Referrals: A Boost to Your Career Search

By: Michael

Have you ever heard the phrase ‘it’s not what you know, but who you know?’ Check out this article by CNN, where they focus on this very question. In this article, CNN takes the time to explain that it isn’t just who you know, but that there are a variety of other factors that come into play, such as how you know them, how well you connected, and whether they are a respected member of the organization. After my previous internship experience, I have been spending a lot more time networking and relying heavily on the ‘who you know’ aspect of things. It has helped me narrowly define the companies and careers I want to apply for as I approach my graduation this December.


A perfect example is one that occurred very recently. I had met with a good friend of mine whom I went to high school with and inquired about his position as a credit analyst and that I was graduating soon. He was dismayed to tell me that if only I had asked him a couple months prior, there was a position open that I could have applied for. This discussion occurred at the beginning of the summer, but two months later I received a message on LinkedIn from his manager notifying that my friend had referred me and asked if I would send my Resume. I scheduled an interview that next week.

Another example was when I was applying for an internship through Minnesota Power. Although I did not receive the position, I met a lot of valuable contacts through referrals from one of my classmates who had interned there previously. I ended up going through informational interviews and even getting a referral for the position.

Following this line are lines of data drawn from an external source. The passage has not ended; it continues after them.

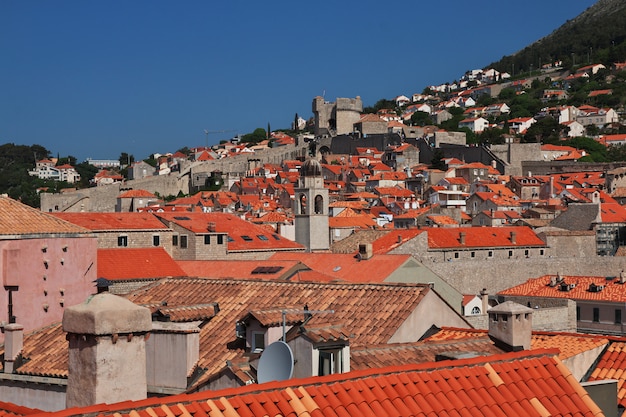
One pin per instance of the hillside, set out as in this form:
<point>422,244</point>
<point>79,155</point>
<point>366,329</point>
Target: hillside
<point>597,35</point>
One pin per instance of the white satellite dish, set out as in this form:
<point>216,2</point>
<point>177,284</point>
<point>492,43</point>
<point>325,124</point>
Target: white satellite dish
<point>276,363</point>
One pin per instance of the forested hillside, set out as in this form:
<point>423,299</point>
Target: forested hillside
<point>598,35</point>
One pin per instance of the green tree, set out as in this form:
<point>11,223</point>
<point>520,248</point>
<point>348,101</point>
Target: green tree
<point>546,130</point>
<point>259,135</point>
<point>126,159</point>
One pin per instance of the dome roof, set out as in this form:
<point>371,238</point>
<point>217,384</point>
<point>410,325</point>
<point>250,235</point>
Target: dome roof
<point>311,168</point>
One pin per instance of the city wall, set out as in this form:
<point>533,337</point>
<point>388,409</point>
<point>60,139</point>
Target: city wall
<point>104,198</point>
<point>471,276</point>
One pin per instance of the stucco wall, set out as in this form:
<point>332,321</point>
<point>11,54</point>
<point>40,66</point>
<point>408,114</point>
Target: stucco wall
<point>50,274</point>
<point>430,310</point>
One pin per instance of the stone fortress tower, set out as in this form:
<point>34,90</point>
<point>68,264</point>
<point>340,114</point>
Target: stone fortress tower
<point>311,208</point>
<point>336,118</point>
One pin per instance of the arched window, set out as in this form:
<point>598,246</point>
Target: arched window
<point>319,204</point>
<point>302,204</point>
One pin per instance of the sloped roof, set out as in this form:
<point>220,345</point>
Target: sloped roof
<point>612,365</point>
<point>612,290</point>
<point>136,263</point>
<point>347,266</point>
<point>245,236</point>
<point>136,194</point>
<point>499,385</point>
<point>17,219</point>
<point>98,222</point>
<point>569,344</point>
<point>260,269</point>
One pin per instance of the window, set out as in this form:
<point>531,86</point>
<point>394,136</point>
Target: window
<point>330,362</point>
<point>258,341</point>
<point>122,241</point>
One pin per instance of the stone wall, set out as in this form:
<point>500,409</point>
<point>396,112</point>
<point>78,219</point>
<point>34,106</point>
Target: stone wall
<point>514,154</point>
<point>495,275</point>
<point>558,318</point>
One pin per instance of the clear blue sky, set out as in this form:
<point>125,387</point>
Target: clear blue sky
<point>97,78</point>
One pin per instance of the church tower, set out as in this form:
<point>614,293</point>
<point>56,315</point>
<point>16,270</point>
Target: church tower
<point>311,208</point>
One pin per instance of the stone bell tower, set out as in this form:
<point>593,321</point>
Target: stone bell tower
<point>311,208</point>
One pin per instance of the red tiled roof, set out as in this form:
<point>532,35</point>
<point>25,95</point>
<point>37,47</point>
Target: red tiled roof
<point>113,221</point>
<point>499,385</point>
<point>20,219</point>
<point>347,266</point>
<point>612,365</point>
<point>245,236</point>
<point>136,194</point>
<point>581,288</point>
<point>260,269</point>
<point>136,263</point>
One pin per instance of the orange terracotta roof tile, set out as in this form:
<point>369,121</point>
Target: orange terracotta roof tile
<point>499,385</point>
<point>136,263</point>
<point>113,221</point>
<point>20,219</point>
<point>612,365</point>
<point>261,269</point>
<point>572,287</point>
<point>347,266</point>
<point>243,235</point>
<point>137,194</point>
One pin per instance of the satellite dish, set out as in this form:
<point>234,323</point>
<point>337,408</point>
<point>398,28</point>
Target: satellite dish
<point>276,363</point>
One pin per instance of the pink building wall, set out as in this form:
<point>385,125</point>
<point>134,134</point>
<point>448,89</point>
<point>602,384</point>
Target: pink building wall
<point>50,273</point>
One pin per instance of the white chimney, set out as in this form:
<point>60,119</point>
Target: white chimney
<point>13,343</point>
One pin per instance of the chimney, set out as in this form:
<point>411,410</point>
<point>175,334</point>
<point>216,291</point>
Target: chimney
<point>484,297</point>
<point>13,342</point>
<point>365,251</point>
<point>107,355</point>
<point>510,326</point>
<point>172,351</point>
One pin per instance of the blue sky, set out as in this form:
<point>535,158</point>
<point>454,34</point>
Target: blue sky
<point>97,78</point>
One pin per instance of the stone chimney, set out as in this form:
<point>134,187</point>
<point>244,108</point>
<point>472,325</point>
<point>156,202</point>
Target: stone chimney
<point>510,326</point>
<point>107,352</point>
<point>13,343</point>
<point>172,351</point>
<point>365,251</point>
<point>484,297</point>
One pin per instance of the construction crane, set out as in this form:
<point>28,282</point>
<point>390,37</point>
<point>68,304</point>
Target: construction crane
<point>210,132</point>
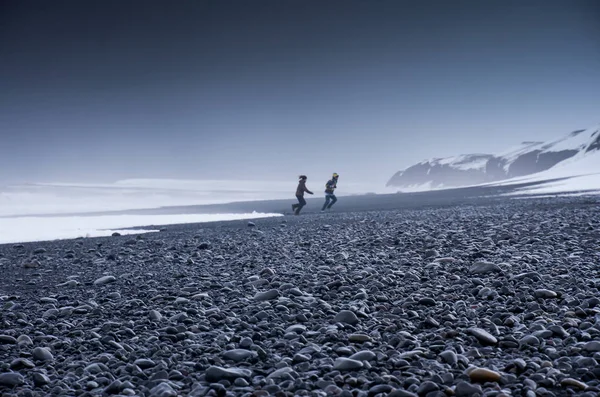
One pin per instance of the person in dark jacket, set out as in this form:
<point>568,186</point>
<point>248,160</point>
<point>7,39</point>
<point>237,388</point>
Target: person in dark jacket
<point>330,187</point>
<point>300,195</point>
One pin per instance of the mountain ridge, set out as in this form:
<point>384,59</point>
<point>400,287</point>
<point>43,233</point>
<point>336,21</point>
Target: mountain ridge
<point>527,158</point>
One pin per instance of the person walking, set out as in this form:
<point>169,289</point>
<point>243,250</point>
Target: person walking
<point>330,187</point>
<point>300,195</point>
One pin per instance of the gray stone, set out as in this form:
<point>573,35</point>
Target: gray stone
<point>364,355</point>
<point>7,340</point>
<point>347,364</point>
<point>267,295</point>
<point>238,355</point>
<point>105,280</point>
<point>216,374</point>
<point>484,268</point>
<point>545,294</point>
<point>449,357</point>
<point>592,346</point>
<point>483,336</point>
<point>465,389</point>
<point>346,316</point>
<point>11,379</point>
<point>42,354</point>
<point>163,390</point>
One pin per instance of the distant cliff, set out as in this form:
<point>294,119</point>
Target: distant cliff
<point>471,169</point>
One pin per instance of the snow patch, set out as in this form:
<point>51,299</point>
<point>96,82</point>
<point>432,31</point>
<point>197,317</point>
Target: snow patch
<point>27,229</point>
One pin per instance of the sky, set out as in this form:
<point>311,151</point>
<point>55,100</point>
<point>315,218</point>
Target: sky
<point>104,90</point>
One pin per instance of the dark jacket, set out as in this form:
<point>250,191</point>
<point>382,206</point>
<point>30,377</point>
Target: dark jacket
<point>302,188</point>
<point>330,186</point>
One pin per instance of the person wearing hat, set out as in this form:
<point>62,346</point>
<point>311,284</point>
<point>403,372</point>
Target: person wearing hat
<point>330,187</point>
<point>300,195</point>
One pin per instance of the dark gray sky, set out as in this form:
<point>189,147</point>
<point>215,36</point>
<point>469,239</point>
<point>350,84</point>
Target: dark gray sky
<point>106,90</point>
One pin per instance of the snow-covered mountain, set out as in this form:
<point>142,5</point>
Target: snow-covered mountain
<point>473,169</point>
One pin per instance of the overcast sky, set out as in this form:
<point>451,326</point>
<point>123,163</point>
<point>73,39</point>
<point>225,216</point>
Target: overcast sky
<point>107,90</point>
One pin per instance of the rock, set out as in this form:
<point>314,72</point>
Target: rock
<point>341,256</point>
<point>359,338</point>
<point>449,357</point>
<point>163,389</point>
<point>573,383</point>
<point>24,340</point>
<point>238,355</point>
<point>31,264</point>
<point>216,374</point>
<point>347,364</point>
<point>482,375</point>
<point>11,379</point>
<point>483,336</point>
<point>346,316</point>
<point>40,379</point>
<point>484,268</point>
<point>464,389</point>
<point>427,387</point>
<point>21,363</point>
<point>544,293</point>
<point>592,346</point>
<point>7,340</point>
<point>364,355</point>
<point>401,393</point>
<point>529,340</point>
<point>144,363</point>
<point>42,354</point>
<point>282,373</point>
<point>105,280</point>
<point>267,295</point>
<point>155,315</point>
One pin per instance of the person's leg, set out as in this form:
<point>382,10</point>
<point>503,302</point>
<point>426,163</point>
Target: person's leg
<point>333,200</point>
<point>327,198</point>
<point>301,203</point>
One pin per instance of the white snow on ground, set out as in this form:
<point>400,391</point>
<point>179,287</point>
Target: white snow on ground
<point>27,229</point>
<point>579,173</point>
<point>463,162</point>
<point>574,141</point>
<point>61,198</point>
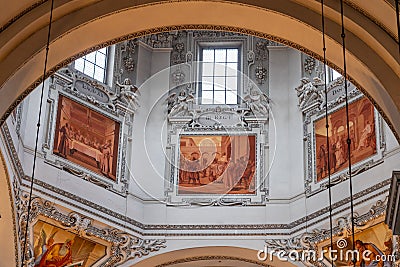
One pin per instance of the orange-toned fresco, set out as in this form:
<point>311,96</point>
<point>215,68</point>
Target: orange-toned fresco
<point>217,164</point>
<point>86,137</point>
<point>55,247</point>
<point>376,243</point>
<point>362,135</point>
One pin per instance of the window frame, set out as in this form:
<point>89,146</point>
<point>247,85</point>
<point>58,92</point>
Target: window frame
<point>220,45</point>
<point>107,62</point>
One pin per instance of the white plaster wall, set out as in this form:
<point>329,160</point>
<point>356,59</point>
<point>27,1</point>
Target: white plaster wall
<point>287,168</point>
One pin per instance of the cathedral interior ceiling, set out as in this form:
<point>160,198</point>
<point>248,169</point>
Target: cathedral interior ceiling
<point>74,20</point>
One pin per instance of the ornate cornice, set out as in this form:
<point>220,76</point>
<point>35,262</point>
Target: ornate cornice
<point>208,258</point>
<point>24,12</point>
<point>168,230</point>
<point>11,198</point>
<point>194,27</point>
<point>342,227</point>
<point>122,246</point>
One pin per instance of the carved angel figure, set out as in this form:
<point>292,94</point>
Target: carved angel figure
<point>130,92</point>
<point>43,245</point>
<point>308,91</point>
<point>180,103</point>
<point>257,101</point>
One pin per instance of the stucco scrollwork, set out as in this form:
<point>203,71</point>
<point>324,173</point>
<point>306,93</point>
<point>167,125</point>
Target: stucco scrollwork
<point>257,102</point>
<point>129,93</point>
<point>310,93</point>
<point>180,103</point>
<point>123,246</point>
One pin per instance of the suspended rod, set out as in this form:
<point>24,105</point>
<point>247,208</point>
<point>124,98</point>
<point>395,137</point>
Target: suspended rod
<point>343,35</point>
<point>37,136</point>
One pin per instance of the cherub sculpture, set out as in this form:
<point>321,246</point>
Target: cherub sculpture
<point>257,101</point>
<point>308,92</point>
<point>130,92</point>
<point>180,103</point>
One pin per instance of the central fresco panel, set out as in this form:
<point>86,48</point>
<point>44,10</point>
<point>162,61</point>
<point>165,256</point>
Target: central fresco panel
<point>219,164</point>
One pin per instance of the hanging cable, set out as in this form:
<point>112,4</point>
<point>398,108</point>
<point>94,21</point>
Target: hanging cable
<point>37,135</point>
<point>327,131</point>
<point>343,35</point>
<point>398,23</point>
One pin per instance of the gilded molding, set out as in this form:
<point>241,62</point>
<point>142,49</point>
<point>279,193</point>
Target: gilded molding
<point>194,27</point>
<point>24,12</point>
<point>162,230</point>
<point>208,258</point>
<point>10,195</point>
<point>122,246</point>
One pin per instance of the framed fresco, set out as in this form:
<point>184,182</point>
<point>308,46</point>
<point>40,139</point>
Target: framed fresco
<point>362,135</point>
<point>217,158</point>
<point>366,133</point>
<point>86,137</point>
<point>377,239</point>
<point>217,164</point>
<point>88,129</point>
<point>56,247</point>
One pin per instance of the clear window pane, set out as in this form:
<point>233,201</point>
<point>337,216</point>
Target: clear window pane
<point>208,55</point>
<point>219,69</point>
<point>231,83</point>
<point>79,64</point>
<point>231,97</point>
<point>207,87</point>
<point>219,82</point>
<point>232,55</point>
<point>219,76</point>
<point>219,97</point>
<point>91,57</point>
<point>207,97</point>
<point>208,69</point>
<point>89,69</point>
<point>98,73</point>
<point>207,80</point>
<point>220,55</point>
<point>335,74</point>
<point>103,50</point>
<point>101,60</point>
<point>231,69</point>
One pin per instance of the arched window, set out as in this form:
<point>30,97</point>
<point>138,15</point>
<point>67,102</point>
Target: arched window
<point>94,64</point>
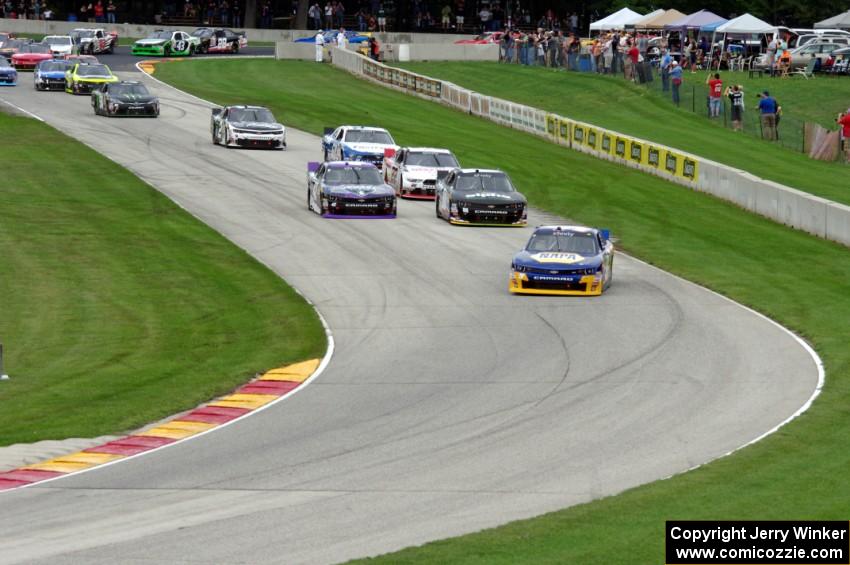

The most important lesson I take from this idea of ‘it’s not what you know, but who you know’ is that it is important to connect with others while networking, and I mean really connect. The more you get to know a potential reference while networking, the more valuable and viable their recommendations of you will be. I know that many of you will probably be attending the upcoming job fairs this fall, and my advice to you is this: take some time to research exactly which companies you are interested in talking to, don’t try to rush from table to table, take as much time as you can at an individual company’s table and make sure to get business cards to follow up with potential contacts. Be open, talk about your interests, why you want to work for the company, etc. Try not to focus on meeting the most contacts, but focus more on having a pool of contacts that have a much clearer idea of who you are. That’s how you will get to that next step towards your dream job: The Interview.